Included in the land- and water-conserving Omnibus Public Land Management Act signed into law today by President Obama is a bill providing $6 million in federal funding to help finance future phases of the Orange County Groundwater Replenishment Project--a.k.a. the "toilet to tap plan." The project takes sewage water, cleans it well beyond public-health standards and then infuses it into central Orange County's groundwater aquifers, where it will remain until being drawn up and further filtered before human consumption. It is expected to add 72,000 acre-feet of new water per year. Many U.S. states and foreign countries facing diminished water supplies have sent representatives here to study the system.
Rep. Loretta Sanchez (D-Garden Grove) successfully got the $6 mil added to the act signed by Obama after a similar attempt in 2007 failed to make it out of a Senate committee.
"I applaud President Obama's swift decision to sign the Omnibus Public Land Management Act into law today," Sanchez said in a statement issued by her congressional staff. "I was especially proud to secure an additional $6 million in authorized funding in this bill that will be used to help Orange County complete all phases of its innovative groundwater replenishment system, making our drinking water and ultimately the health of our communities safer."

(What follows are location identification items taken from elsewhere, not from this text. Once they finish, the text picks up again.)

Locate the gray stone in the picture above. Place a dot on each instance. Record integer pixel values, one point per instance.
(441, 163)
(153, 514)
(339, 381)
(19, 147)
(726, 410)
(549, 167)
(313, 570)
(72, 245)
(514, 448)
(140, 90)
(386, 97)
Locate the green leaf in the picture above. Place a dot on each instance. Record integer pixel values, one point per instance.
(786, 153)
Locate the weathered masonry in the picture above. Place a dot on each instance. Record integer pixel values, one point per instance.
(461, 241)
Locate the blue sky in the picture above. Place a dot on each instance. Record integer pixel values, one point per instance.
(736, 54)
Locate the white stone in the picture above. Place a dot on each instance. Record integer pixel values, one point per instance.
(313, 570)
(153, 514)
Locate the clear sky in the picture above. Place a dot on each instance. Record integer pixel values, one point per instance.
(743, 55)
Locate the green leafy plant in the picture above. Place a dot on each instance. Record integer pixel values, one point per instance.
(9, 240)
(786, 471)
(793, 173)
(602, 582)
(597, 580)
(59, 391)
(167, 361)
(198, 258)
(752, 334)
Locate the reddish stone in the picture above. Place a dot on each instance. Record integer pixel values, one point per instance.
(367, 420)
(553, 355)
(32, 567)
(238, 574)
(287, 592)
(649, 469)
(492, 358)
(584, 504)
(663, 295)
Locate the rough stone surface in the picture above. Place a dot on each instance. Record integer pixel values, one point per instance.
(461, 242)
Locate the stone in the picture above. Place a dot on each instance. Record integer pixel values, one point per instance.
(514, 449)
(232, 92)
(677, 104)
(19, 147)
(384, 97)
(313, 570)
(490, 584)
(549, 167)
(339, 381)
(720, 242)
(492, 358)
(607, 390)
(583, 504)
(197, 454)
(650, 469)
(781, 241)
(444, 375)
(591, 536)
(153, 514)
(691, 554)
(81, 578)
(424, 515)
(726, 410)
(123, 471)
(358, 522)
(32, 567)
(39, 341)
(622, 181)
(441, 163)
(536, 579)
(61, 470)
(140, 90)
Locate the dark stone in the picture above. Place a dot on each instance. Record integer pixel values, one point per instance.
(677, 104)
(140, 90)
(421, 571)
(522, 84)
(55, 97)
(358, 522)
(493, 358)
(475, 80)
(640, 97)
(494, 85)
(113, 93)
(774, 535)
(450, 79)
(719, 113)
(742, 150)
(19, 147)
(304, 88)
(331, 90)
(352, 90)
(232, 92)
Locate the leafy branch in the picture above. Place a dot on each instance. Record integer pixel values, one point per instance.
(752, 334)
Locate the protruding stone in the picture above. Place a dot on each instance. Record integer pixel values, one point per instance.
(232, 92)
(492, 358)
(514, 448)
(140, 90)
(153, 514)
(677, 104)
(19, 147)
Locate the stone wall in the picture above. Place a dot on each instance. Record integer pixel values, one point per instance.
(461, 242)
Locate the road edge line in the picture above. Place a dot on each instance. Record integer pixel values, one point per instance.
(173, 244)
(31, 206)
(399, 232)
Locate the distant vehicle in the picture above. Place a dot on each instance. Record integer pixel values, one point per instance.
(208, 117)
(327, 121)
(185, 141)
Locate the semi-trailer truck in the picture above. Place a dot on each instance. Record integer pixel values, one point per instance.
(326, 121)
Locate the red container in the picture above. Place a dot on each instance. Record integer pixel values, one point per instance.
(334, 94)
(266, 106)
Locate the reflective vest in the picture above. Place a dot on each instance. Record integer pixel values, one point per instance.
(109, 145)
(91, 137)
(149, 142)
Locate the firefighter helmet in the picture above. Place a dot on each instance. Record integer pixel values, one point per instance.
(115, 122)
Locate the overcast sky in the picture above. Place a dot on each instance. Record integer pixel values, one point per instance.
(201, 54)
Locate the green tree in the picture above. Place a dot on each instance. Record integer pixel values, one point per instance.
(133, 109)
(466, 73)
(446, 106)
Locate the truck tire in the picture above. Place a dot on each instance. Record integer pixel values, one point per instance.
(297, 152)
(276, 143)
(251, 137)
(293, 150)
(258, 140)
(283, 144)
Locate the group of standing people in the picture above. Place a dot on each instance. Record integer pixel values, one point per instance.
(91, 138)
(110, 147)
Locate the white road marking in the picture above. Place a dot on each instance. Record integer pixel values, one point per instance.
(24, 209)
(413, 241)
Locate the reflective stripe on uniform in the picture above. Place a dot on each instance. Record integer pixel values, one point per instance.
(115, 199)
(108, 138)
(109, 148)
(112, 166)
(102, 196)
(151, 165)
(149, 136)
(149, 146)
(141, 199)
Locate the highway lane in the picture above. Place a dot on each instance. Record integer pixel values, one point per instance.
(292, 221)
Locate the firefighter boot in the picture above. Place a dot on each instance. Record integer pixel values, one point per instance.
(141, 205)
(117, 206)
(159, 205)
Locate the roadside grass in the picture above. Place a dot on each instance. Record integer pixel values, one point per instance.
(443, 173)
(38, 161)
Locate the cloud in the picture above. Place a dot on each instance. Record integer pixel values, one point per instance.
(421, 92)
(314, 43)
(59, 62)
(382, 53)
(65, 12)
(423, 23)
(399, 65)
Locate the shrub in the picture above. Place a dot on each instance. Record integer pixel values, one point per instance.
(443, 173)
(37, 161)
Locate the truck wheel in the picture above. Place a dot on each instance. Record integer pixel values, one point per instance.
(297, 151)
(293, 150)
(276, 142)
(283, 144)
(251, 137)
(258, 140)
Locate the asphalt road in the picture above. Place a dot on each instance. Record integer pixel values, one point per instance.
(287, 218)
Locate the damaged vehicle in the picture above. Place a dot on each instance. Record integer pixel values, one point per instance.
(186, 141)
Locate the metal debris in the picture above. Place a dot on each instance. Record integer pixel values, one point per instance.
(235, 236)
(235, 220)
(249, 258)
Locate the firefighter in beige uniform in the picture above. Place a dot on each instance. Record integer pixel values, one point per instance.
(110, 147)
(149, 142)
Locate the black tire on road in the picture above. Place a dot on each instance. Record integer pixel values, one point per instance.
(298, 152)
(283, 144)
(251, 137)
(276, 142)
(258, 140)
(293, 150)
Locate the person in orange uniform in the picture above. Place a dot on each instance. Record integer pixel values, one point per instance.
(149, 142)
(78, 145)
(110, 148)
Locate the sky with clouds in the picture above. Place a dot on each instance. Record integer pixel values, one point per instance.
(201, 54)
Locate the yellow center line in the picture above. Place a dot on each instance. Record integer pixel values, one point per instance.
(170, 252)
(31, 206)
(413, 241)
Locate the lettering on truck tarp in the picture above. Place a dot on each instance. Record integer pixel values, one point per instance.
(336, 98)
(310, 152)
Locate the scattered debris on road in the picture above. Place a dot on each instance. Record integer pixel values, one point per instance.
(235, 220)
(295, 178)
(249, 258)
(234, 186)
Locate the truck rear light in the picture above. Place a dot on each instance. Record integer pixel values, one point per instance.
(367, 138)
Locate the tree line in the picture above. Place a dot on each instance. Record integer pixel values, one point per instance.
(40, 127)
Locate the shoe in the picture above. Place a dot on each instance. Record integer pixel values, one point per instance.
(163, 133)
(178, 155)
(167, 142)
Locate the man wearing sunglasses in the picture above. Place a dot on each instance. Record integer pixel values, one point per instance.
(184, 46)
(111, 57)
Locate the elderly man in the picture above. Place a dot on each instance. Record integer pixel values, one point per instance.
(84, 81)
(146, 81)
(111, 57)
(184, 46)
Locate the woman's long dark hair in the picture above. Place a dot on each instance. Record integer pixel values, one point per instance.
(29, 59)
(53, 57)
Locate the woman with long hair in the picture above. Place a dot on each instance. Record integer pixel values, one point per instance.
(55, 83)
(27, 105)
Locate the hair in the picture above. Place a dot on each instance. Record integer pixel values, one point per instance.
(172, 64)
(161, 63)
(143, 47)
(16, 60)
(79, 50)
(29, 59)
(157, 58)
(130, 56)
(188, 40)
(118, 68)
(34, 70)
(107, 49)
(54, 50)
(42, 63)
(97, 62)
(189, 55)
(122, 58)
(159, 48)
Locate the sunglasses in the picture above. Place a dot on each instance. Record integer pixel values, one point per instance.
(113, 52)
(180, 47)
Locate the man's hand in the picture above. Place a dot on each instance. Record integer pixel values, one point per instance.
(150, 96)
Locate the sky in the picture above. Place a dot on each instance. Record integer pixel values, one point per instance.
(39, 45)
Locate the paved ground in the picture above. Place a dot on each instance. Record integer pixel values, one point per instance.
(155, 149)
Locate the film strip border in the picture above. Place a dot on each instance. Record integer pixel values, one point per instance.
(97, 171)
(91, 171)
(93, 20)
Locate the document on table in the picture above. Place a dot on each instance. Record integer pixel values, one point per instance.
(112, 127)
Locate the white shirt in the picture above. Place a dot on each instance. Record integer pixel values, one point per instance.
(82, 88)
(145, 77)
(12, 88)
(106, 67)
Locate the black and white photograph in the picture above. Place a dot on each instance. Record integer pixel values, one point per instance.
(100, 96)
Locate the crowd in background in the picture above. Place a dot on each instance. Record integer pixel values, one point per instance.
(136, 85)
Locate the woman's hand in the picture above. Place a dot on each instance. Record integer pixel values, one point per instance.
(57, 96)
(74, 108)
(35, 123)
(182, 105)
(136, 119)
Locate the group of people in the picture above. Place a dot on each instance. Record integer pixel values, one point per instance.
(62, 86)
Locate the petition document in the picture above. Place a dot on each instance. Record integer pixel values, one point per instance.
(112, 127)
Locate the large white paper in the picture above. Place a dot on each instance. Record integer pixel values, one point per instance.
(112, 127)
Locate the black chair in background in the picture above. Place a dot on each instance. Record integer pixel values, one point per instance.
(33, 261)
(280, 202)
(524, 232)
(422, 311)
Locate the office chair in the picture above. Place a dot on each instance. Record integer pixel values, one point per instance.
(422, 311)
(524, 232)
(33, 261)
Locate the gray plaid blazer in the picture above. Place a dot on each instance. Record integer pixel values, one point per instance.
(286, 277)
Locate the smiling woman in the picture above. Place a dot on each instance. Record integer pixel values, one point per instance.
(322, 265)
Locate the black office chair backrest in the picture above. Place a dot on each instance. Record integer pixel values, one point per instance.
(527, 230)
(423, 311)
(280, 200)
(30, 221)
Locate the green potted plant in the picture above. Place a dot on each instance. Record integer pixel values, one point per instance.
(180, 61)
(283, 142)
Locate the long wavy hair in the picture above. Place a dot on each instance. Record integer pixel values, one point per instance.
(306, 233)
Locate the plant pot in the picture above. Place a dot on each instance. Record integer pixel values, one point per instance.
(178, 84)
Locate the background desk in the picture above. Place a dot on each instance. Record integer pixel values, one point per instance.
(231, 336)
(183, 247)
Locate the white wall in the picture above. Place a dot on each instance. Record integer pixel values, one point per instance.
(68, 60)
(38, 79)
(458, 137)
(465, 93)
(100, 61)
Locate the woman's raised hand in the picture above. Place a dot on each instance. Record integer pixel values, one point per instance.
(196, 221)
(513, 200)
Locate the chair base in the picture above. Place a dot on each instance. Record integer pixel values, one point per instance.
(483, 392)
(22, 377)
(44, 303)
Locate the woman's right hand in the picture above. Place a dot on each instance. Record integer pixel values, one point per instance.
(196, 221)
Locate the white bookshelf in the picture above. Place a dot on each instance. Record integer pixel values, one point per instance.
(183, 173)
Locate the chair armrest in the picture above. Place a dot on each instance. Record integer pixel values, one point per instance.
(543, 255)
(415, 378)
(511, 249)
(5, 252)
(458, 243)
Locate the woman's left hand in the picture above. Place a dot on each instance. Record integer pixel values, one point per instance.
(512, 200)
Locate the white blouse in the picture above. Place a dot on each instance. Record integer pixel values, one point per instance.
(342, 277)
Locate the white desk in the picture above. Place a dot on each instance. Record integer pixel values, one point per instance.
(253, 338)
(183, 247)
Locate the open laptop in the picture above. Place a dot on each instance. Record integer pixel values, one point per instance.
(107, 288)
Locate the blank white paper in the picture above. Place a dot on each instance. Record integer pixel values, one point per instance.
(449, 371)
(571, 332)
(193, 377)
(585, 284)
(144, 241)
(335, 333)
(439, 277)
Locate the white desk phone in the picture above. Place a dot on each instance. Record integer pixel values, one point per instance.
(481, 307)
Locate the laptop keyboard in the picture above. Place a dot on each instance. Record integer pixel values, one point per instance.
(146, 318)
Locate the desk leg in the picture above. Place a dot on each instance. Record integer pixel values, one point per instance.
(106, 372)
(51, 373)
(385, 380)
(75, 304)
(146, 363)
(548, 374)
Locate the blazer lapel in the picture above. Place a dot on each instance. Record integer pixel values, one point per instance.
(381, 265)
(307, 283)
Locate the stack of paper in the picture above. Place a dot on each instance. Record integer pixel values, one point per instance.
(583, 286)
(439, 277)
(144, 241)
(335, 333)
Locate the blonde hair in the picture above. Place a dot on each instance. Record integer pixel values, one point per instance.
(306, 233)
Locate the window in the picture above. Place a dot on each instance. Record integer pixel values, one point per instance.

Speaker Nancy Pelosi also praised the "landmark" legislation's "numerous water-related provisions that will help manage drought, particularly in the West, improve aging infrastructure, recharge groundwater supplies, and promote the reuse and recycling of water."
But there were also the familiar complaints of "earmarks" being included in the law. Sen. Jon Kyl (R-Arizona) called it "a catch-all legislative package that contained more than 160 different public land, water and resource bills!" (The exclamation point is his.)
Kyl goes on to describe five of those bills--the ones he authored or co-sponsored.